Шрифт:
Интервал:
Закладка:
— Успел, Александр Александрыч! — лицемерным, отсыревшим голосом сказал Устинов, слегка приподнимаясь навстречу сердитому лысому черту. — Вот только что сели…
— Ах, только что сели! — вдруг злобно и тоненько взвизгнул влетевший. — Обедать изволите!
Устинов побледнел. Тоска разлилась по лицу, это было заметно.
— Поешь, может быть, подобреешь, — сказал он негромко.
— Ведь я заявил: просто так — ни ногой! Бесплатно лишь кошки плодятся! Заплатишь, голубчик, за каждый мой час, иначе уеду со следующим поездом!
— Езжай, — сказал тихо Устинов и сузил глаза.
Ух, как хорошо, как знакомо запахло! Во-первых, конечно, паленым и жареным. Потом сразу свежим, с кровинкою, мясом. Короче: политикой и философией.
— А вот не уеду! Не жди. Не дождесся! — И знаменитый логик Григорьев плюхнулся на стул между блондинкой и стариком Евторхановым. — И вы тут, мусье ибн Хаттаб?
Гордое и тонкое лицо внука стало еще тоньше, и он привычно положил смуглые пальцы свои на то место, где должен болтаться кинжал.
— Шутю я, шутю! — засмеялся философ. — Похлебка-то где тут? Ужли всю похлебали?
Глазастая блондинка осторожно пододвинула ему прибор.
— Нарядный какой, Михаил Емельяныч! — с жадностью принимаясь за суп, засмеялся Черномор. — Штаны-то небось до уценки купил! Небось в «Лафайете» давали! Я вижу!
— Ты кушай, Сан Саныч. С дороги же. Кушай! — угрожающе посоветовал Устинов.
— А я вот, изволите видеть, в одних тренировочных год проходил! — обращаясь к блондинке, продолжал философ. — И в тапках! Да, в тапках! А тоже ведь, стыдно сказать, — знаменитость! Читали вы, барышня, книжку такую: «Зияйте и пойте!»? Читали, надеюсь?

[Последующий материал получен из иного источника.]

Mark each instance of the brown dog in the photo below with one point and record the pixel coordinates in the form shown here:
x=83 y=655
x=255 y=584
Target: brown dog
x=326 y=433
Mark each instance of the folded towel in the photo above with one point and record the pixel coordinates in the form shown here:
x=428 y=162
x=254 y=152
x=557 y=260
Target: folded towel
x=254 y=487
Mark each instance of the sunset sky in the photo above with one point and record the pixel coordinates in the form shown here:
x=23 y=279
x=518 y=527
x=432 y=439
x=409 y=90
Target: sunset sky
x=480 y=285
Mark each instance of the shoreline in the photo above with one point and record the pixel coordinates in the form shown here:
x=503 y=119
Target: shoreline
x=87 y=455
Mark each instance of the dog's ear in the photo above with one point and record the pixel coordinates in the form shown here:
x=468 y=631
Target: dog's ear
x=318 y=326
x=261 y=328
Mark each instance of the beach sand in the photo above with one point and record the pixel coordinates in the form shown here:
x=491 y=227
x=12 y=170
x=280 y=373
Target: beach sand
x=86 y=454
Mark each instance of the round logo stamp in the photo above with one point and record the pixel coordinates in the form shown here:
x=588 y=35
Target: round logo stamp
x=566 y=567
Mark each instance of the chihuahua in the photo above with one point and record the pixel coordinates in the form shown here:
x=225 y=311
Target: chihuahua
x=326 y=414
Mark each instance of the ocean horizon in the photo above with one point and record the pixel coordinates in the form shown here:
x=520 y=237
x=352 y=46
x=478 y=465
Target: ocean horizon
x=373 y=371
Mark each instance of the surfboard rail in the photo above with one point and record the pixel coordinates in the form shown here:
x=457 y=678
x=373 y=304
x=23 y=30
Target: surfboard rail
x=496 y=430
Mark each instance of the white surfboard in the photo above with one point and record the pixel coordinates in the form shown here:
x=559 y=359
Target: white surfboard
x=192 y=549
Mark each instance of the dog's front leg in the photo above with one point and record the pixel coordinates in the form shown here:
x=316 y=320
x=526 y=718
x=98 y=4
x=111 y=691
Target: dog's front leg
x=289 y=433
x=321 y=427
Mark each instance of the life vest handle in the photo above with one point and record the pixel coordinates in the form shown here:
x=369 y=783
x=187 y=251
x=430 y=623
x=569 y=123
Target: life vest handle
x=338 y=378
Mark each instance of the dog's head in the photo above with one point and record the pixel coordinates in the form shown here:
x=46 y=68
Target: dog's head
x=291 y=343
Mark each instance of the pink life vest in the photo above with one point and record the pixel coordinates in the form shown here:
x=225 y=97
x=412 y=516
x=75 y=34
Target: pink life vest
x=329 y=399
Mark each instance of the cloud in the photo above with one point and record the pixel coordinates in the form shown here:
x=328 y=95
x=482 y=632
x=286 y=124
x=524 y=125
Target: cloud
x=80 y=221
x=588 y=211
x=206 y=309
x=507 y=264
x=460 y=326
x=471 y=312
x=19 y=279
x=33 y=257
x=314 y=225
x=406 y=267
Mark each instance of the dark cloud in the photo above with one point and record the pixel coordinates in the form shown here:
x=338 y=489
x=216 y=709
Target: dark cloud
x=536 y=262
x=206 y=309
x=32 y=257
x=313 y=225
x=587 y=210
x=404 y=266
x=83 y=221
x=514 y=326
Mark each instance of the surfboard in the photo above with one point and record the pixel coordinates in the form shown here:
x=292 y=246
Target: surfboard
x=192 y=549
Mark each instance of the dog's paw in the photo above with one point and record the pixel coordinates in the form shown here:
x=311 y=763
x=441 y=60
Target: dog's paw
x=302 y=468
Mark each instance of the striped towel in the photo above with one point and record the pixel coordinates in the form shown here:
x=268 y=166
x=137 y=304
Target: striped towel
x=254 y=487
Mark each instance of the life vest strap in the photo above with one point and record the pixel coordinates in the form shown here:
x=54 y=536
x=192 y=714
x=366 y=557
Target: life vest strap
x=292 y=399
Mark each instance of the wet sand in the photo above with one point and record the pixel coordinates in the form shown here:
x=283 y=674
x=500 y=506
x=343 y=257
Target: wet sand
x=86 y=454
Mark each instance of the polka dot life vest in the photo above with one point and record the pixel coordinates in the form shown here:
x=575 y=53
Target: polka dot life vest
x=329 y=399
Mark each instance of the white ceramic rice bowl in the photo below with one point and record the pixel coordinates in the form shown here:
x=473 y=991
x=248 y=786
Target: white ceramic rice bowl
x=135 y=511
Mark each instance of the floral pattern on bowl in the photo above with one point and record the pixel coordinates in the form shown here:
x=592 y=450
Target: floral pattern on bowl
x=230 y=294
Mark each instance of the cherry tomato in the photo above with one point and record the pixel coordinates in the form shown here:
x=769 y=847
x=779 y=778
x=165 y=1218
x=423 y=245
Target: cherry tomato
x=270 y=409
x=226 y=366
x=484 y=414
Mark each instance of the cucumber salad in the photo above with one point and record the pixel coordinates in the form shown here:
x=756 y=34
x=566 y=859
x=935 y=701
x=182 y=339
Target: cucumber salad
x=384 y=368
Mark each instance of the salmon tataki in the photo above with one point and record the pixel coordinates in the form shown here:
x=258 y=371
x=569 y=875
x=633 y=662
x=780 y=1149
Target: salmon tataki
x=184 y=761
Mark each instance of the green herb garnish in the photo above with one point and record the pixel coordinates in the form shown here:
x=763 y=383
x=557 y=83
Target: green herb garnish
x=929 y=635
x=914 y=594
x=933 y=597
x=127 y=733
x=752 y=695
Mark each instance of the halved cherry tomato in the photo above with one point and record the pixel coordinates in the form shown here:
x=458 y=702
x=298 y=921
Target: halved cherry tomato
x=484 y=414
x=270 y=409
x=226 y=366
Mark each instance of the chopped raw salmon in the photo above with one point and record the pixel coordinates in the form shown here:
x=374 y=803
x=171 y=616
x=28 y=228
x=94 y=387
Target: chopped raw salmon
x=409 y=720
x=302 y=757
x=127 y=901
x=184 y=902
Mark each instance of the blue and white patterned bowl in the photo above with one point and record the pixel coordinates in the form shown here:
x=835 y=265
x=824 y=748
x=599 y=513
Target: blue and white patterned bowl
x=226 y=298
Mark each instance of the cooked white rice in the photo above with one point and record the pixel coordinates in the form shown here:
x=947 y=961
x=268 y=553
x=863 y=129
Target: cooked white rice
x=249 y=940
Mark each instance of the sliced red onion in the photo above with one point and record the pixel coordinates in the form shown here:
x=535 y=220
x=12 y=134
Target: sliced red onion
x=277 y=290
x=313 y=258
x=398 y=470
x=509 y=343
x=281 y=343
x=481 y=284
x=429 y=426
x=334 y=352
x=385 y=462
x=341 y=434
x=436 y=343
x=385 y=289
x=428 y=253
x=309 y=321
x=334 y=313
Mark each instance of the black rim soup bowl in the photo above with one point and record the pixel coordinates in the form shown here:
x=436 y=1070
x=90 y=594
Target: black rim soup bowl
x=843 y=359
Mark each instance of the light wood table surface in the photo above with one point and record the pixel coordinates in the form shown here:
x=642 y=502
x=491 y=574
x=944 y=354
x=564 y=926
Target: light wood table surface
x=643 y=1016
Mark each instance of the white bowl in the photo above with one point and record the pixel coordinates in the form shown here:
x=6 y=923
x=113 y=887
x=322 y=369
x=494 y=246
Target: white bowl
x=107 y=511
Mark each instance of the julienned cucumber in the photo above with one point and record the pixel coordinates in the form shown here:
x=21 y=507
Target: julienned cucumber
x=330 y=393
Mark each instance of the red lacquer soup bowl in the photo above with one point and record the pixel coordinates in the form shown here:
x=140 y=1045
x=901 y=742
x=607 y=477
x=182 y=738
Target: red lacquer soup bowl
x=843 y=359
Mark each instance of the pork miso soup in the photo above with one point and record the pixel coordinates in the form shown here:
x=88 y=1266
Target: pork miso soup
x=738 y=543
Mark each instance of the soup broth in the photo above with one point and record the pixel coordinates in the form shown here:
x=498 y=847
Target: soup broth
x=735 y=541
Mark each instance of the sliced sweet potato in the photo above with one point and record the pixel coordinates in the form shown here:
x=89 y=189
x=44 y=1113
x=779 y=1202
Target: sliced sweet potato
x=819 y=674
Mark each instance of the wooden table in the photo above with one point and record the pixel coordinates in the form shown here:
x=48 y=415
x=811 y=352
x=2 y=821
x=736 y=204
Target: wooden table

— Нет, я не читала, — смутилась она.
— А вы прочитайте! — Глаза Чернономора наполнились кровью. — Нельзя таких книг не читать!
— Господа, господа! — Нахмурившийся Мишаня постучал ложечкой по бокалу. — Через полчаса первая сессия. Прошу не рассиживаться!
— Муся, будет скандал, — прошептала одна из сотрудниц. — Уж я по лицу его вижу.
— А мы с тобой разве не знали заранее? — огрызнулась другая, маленькая, бледная, и любящим мстительным взглядом уперлась в затылок Устинова. — Ему лишь бы пыли в глаза напустить… Кому здесь иначе нужна эта кукла?
Владимирову до смерти хотелось вернуться обратно в комнату, где на сундуке лежат белые подушки, а окна закрыты старинными ставнями. И лечь, натянув на глаза одеяло.
По винтовой лестнице поднялись на второй этаж. В огромную, с массивным дубовым столом и овальными окнами, в которых светло зеленели деревья, и золото ясного дня скользило по мощным стволам, и каждый из этих стволов был старше, мудрей старика Евторханова, которому было почти что сто лет, — в огромную эту, прохладную комнату, в которой когда-то мог жить бы и Фауст, — вошли и расселись по бархатным стульям.
— Господа! — негромким голосом начал Мишаня и глотнул из стакана с водой, который только что пригубила миловидная блондинка.
Сотрудницы переглянулись.
— Мы должны определить и выработать общую платформу единого фронта эмиграции в связи с отношением к развалу Советского Союза. От нас очень скоро потребуется…
Сердитый философ Григорьев не дал ему договорить.
— Бабушка надвое сказала! Советский строй может еще жить и жить! Хотите узнать почему? А я вам скажу почему! Потому что та социальная система, которая сложилась в СССР, была и остается самой совершенной, самой простой, стандартизированной и намного более эффективной, чем западная! И это давно не секрет!
Внук старика Евторханова быстро застрочил в блокноте. Дед повел глазами, прочел, и серые брови его резко сдвинулись.
— Вы, Александр Александрыч, считаете себя логиком, а всем известно, что вы большой любитель эпатажа и парадокса. — И взвинченный, нервный Устинов опять сделал пару глотков из стакана блондинки. — Вы нам сейчас начнете доказывать, что и сталинизм оболган личными врагами дорогого Иосифа Виссарионыча…
— Шакал! — вдруг вскрикнул гортанно старик Евторханов. — За все там ответит! — И тощей рукою, чернее земли, с ветвистыми крупными венами, махнул резко вниз. — Угробил народ мой! Шакал! Маж дохья![1]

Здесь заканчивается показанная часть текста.